Seltene Berufe: Kaminfeger
Neben den gängigen Ausbildungsberufen wählen Jugendliche auch immer wieder spezielle und seltene Berufe. So sagt zum Beispiel Andreas Disch vom Kanton Appenzell Ausserrhoden: «Seltene Lehrberufe zeigen sich am Beispiel, dass nach Jahren wieder ein Lehrvertrag im Lehrberuf Pflästerer eingegangen ist. Wenige Lehrverträge gibt es auch in den Bereichen Gebäudehülle oder Gebäudetechnik.»
In den restlichen Ostschweizer Kantonen werden beispielsweise Musikinstrumentenbauerin, Kaminfeger, Steinmetzin oder Betonwerker als seltene Berufe genannt.
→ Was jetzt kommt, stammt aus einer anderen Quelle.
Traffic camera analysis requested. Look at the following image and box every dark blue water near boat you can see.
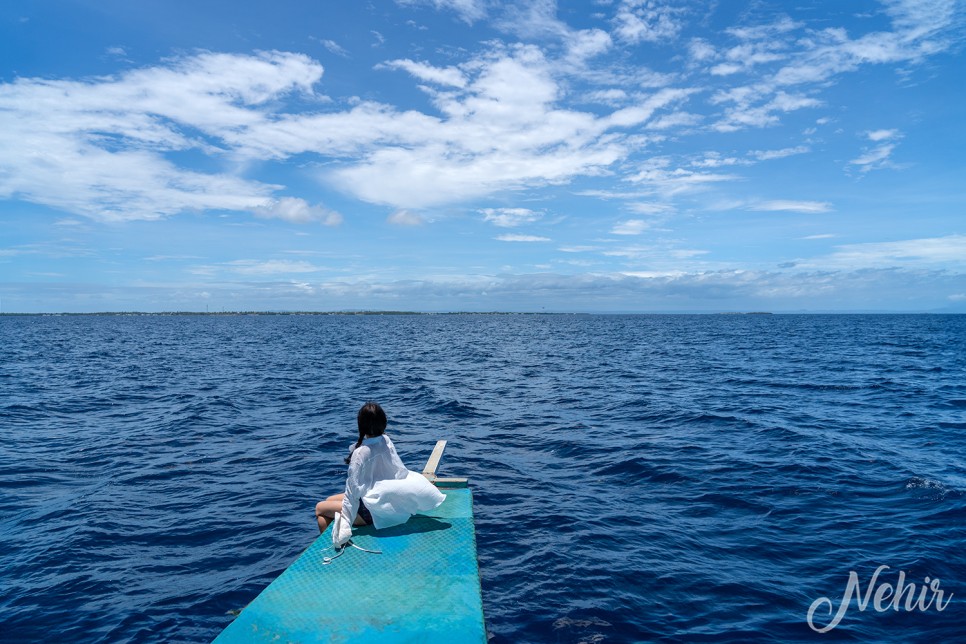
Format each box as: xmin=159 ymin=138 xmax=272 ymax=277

Herausforderung I: Berufsbildung wandelt sich ständig
Auch wenn die Schweizer Berufsbildung zu den besten der Welt gehört und für viele als Vorbild dient, werden die Kantone immer wieder vor neue Herausforderungen gestellt. «Aufgrund des Rückgangs bei den Schulabgängerinnen und Schulabgängern bekunden verschiedene Lehrbetriebe Mühe, geeignete Lernende zu finden», sagt Pierpaolo Lorenzetto vom Bündner Berufsbildungsamt.
Immer wieder viel Aufwand bedeuteten auch die regelmässigen Reformen in den einzelnen Berufsfeldern. «Aktuell beschäftigen uns die Reformen Kaufleute 2022 und Verkauf 2022+», sagt Lorenzetto.
Herausforderung II: Die Corona-Pandemie
«Die Pandemie fordert zur Zeit sämtliche Akteure der Berufsbildung», sagt Marcel Volkart vom Thurgauer Amt für Berufsbildung. Dem stimmt auch Andreas Disch aus Ausserrhoden zu. Sagt aber ergänzend: «Insgesamt konnten etwa gleich viele Lehrverträge genehmigt werden wie im Schnitt der vergangenen Jahre. Das ist als Zeichen zu werten, dass für unsere Lehrbetriebe, trotz Covid-19-Krise, der berufliche Nachwuchs nach wie vor ein grosses Anliegen darstellt.»